Leopoldo Lugones lo definì un “rettile da lupanare”. Borgès, tramite il quale sono giunto a scoprire il capofila del Modernismo argentino, lo dice “un pensiero triste che si fa ballo”.
Sto parlando, ovviamente, del Tango. Il più argentino dei balli. Quello che incarna l’anima profonda di quella città labirinto che è Buenos Aires. Il Quartiere Palermo, le milonghe, gli uomini di coltello…
La Buenos Aires popolare, sensuale e violenta, che Borgès ha saputo narrare come fosse una nuova Ilio, una Roma imperiale e decadente. Una Buenos Aires che molti di noi si limitano a sognare. Anche perché, forse, non esiste più. Sempre che mai sia davvero esistita. Se non nei sogni del poeta… Come la Buenos Aires in cui fu, nel suo inquieto vagare, Campana. Ma qui dovrei aggiungere un forse. Perché Ungaretti racconta che il poeta di Marradi, suo antico amico, avrebbe anche lui solo sognato quel viaggio, in uno dei suoi, lunghi, deliri…

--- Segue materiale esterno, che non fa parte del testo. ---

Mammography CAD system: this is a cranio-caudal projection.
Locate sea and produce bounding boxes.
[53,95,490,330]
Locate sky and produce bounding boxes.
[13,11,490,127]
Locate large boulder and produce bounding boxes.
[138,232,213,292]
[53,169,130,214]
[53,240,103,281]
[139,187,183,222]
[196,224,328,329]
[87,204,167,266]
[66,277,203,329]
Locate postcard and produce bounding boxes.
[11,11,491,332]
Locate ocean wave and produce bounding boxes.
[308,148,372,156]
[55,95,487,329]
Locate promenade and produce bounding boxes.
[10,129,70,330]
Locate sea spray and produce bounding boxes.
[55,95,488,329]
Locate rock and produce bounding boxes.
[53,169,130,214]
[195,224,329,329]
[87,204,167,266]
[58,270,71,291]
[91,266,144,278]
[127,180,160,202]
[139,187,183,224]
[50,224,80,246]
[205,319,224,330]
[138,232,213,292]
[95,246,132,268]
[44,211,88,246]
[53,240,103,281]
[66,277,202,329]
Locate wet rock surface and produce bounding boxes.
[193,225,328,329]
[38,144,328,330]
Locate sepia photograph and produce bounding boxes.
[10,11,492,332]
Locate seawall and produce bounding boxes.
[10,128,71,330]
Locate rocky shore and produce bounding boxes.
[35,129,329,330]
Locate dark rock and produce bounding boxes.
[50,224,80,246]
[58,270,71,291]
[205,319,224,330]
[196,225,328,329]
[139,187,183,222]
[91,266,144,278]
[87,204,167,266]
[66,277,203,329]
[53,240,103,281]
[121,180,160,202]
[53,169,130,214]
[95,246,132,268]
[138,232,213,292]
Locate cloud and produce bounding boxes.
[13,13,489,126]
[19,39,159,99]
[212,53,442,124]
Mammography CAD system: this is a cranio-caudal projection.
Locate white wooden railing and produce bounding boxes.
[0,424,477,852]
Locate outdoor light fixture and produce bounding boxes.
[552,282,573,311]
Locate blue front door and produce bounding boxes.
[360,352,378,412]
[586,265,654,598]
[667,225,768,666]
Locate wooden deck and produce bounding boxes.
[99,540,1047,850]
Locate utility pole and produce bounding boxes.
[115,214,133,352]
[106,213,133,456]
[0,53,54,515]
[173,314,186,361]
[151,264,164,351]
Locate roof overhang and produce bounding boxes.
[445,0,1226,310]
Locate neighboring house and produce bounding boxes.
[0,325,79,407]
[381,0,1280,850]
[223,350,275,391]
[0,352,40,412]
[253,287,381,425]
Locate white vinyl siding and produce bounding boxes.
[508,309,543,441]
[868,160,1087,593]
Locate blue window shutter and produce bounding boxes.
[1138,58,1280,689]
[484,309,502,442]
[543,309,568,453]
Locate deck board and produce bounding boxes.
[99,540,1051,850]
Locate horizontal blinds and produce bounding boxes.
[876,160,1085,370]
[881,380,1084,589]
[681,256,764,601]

Comunque, il Tango è così. Pensiero triste e rettile da lupanare. Senza mezze misure. Senza infingimenti e ipocrisie che, in Europa, ne hanno cercato di stilizzare la violenta carica erotica. Trasformandolo, prima, in una sorta di corteggiamento manierato. Poi in una esibizione ginnica. E infine in un passatempo per pensionati, inibiti la sera dall’andare a contemplare gli amati cantieri… O almeno questo è stato sino a che non siamo entrati nell’era Covid. Che ha, come per una sorta di magia oscura, trasferito tutto sul, cosiddetto, piano virtuale. Anche il ballo. E, quindi, anche il tango. E l’immagine di, più o meno attempati, tanghere e tangheri, tutti agghindati, che provano in solitudine i passi di fronte ad uno schermo è tale da… far sembrare persino meno squallido il fai da te sessuale tanto consigliato, negli ultimi tempi, da virologi mediatici ed intellettuali alla moda….
Perché il Tango è corpo. È sensi. È un rapporto vivido e pulsante, che esplode, si consuma nella frenesia. E muore. Amore e morte. Alla fine si torna pur sempre dalle parti di Ovidio. E il pensiero triste di Borgès altro non è che la tristezza ovidiana dopo il coito. Quella che afferra, come un morso alla gola, tutti i viventi. Tutti gli animali. Ovvero, coloro che hanno anima e vita.
Vi è sempre meno vita in questo mondo. E soprattutto sempre meno anima. Martın Fierro forse galoppa ancora nella solitudine della pampas, come nell’epos di Josè Hernandez. Ma a Parigi non vi sono più Apaches che invitano, nella notte, al loro, appassionato e violento Tango, giovani prostitute dagli occhi bistrati di kayal.
E sul Rio de La Plata non risuona più la milonga di Piazzolla, che canta il coraggio e il coltello, gli amori e le donne.
Il Tango è un accordo di note lontane, un’eco appena di quella passione, di quella lussuria anche, che si è perduta nel grigiore di questa, squallida, quotidianità…
Una fantasia, certo, rileggendo Borgès, in una silente sera di Maggio.